Cassidy might respond that the goodies for Alaska simply account for the fact that Alaska has higher healthcare costs than the average state. But this is irrational. Take Wednesday’s proposal that benefits only Alaska and North Dakota. Why focus only on low-density states (states which, on average, have less than 15 residents per square mile) when other states have high costs for a myriad of other reasons, such as cost of living? Alaska’s health costs are the highest—38 percent above the national average. But after Alaska comes Massachusetts at 31 percent, Delaware and Vermont at 27 percent, Connecticut, and then North Dakota in fifth place, at 22 percent. (New York clocks in sixth at 21.5 percent). Indeed, why should 20 percent be the cutoff? Why should Maine, New Hampshire, and Rhode Island lose out because they come in all around 19 percent above average? And indeed, why should Georgia and Arizona, whose costs are nearly 20 percent below average, get the same amount per capita as any other state? Shouldn’t all states receive money proportional to their costs if equal sovereignty is being respected?

What clearly happened, of course, is that Cassidy wanted to give Alaska a bump to get Murkowski’s vote and retrofitted a formula that would achieve just that. But this is precisely the behavior that the Chief Justice found lacking in Shelby County, critically noting that “the formula [for determining preclearance jurisdictions] is ‘reverse-engineered’: Congress identified the jurisdictions to be covered and then came up with criteria to describe them.”

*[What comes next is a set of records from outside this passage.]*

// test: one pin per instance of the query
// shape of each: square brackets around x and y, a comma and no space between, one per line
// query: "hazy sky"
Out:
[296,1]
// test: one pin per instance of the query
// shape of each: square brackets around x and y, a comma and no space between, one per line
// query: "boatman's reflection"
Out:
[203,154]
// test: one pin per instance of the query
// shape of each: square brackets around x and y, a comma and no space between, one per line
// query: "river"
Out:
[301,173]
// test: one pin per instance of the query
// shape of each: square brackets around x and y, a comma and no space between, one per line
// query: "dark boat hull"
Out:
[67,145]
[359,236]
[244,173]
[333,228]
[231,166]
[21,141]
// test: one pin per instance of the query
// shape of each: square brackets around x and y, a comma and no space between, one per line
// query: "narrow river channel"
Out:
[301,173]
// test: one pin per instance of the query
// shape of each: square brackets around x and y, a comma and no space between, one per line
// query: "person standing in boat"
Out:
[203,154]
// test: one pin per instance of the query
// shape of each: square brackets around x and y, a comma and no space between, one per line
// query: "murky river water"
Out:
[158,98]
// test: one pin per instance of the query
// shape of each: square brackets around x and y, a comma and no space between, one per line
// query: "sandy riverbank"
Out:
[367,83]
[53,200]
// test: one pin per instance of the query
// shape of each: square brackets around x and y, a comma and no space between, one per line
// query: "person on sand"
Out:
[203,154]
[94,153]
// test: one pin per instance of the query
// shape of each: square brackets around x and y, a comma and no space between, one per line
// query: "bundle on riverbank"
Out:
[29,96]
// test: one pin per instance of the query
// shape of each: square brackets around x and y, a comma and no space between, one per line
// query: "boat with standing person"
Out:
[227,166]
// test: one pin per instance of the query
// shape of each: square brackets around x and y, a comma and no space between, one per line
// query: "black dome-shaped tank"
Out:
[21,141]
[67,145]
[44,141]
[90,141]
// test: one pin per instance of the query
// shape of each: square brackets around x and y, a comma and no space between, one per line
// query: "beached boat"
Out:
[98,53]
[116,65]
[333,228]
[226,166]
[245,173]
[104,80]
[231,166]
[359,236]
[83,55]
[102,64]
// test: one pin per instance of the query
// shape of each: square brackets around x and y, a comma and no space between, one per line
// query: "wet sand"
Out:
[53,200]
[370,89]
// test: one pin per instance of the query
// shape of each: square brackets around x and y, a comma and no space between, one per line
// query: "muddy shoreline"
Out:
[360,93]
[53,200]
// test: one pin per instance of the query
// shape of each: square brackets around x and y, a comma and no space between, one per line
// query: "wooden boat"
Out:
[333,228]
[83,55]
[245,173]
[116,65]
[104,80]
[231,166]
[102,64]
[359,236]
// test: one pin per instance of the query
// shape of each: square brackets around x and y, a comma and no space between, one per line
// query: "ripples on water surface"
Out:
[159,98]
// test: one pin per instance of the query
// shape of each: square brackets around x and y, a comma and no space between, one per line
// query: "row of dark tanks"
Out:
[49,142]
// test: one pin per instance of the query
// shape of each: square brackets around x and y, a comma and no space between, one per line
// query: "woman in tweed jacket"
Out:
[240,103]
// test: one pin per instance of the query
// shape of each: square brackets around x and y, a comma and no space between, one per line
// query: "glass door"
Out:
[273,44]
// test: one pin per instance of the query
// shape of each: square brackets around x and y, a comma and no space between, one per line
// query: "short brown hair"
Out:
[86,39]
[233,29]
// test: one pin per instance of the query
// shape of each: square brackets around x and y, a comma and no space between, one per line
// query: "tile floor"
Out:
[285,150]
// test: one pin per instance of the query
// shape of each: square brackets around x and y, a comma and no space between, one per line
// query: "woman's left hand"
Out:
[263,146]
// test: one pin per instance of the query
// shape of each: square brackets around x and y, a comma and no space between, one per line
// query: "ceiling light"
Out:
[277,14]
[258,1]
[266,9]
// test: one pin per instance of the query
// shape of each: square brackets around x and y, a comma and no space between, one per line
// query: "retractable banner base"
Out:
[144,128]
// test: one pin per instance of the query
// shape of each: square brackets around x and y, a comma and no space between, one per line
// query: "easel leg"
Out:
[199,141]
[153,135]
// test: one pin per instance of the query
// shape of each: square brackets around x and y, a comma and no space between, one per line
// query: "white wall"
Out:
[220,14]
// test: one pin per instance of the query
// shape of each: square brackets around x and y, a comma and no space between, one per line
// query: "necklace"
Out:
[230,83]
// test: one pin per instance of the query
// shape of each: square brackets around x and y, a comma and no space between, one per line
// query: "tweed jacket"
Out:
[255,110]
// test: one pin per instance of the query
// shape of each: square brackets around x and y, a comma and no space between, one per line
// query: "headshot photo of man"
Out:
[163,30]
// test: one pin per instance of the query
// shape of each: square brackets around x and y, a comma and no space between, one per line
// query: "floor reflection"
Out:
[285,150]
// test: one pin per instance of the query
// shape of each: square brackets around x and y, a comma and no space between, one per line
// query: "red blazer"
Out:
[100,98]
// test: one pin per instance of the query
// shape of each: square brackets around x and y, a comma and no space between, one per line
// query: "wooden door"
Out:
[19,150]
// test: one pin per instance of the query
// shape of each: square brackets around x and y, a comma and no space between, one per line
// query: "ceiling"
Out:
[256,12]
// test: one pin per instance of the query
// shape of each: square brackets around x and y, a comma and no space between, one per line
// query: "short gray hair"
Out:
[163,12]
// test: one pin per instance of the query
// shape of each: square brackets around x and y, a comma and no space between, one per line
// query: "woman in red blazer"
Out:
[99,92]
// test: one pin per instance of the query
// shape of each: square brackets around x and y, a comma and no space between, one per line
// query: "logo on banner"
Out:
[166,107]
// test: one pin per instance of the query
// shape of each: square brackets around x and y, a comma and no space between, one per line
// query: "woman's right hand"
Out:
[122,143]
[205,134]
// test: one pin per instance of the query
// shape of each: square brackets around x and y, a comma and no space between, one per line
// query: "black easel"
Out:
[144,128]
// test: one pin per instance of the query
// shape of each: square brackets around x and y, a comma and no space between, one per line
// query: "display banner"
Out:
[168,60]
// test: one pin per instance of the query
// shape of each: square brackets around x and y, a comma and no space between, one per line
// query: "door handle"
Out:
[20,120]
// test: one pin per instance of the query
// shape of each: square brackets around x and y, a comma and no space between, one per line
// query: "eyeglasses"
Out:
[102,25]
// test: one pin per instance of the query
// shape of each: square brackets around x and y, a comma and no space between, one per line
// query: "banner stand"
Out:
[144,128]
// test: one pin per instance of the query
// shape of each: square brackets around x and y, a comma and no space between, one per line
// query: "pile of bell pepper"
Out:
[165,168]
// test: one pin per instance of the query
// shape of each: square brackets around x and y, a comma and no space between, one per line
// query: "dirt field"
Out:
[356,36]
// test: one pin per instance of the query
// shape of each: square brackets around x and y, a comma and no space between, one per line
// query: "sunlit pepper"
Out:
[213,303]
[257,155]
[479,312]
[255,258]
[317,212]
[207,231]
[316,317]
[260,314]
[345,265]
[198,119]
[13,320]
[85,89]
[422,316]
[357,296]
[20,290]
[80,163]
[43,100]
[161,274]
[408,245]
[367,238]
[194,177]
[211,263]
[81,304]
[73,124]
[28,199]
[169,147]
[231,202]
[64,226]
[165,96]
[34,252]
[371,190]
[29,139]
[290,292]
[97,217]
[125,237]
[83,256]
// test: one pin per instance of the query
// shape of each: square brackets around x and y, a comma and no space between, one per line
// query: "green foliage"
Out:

While it’s hard to read the tea leaves when it comes to newly minted constitutional principles, and no argument is a slam dunk, a special deal for Alaska is legally vulnerable, at the very least. Senator Murkowski has consistently rejected any bill that would lose Alaska money. Without Cassidy’s bump, Alaska stands to lose billions. But accepting the deal would be a risk which no actuary would advise. She would do well to walk away.

Update: Christopher Robertson over at Bill of Health has characteristically insightful commentary, querying what my approach would mean for the Section 1115 Medicaid waiver program. As he points out, one response could be that “all states are treated equally in their right to apply for such waivers, under several explicit statutory vehicles ... On the other hand, some of these waivers were very much the result of politically-charged negotiations.”

I was wondering about the waiver question—which definitely would present an issue if my argument above is correct. My sense is that no waiver creates inequality as blatant as this. And in theory, at least, if Kansas wanted to apply for the same waiver that Indiana got through political graft, CMS might be hard pressed to say why Kansas couldn’t get it. Here, Alaska’s “waiver” is written into statute. That said, I’m no Medicaid expert, so perhaps my suggestions are naive.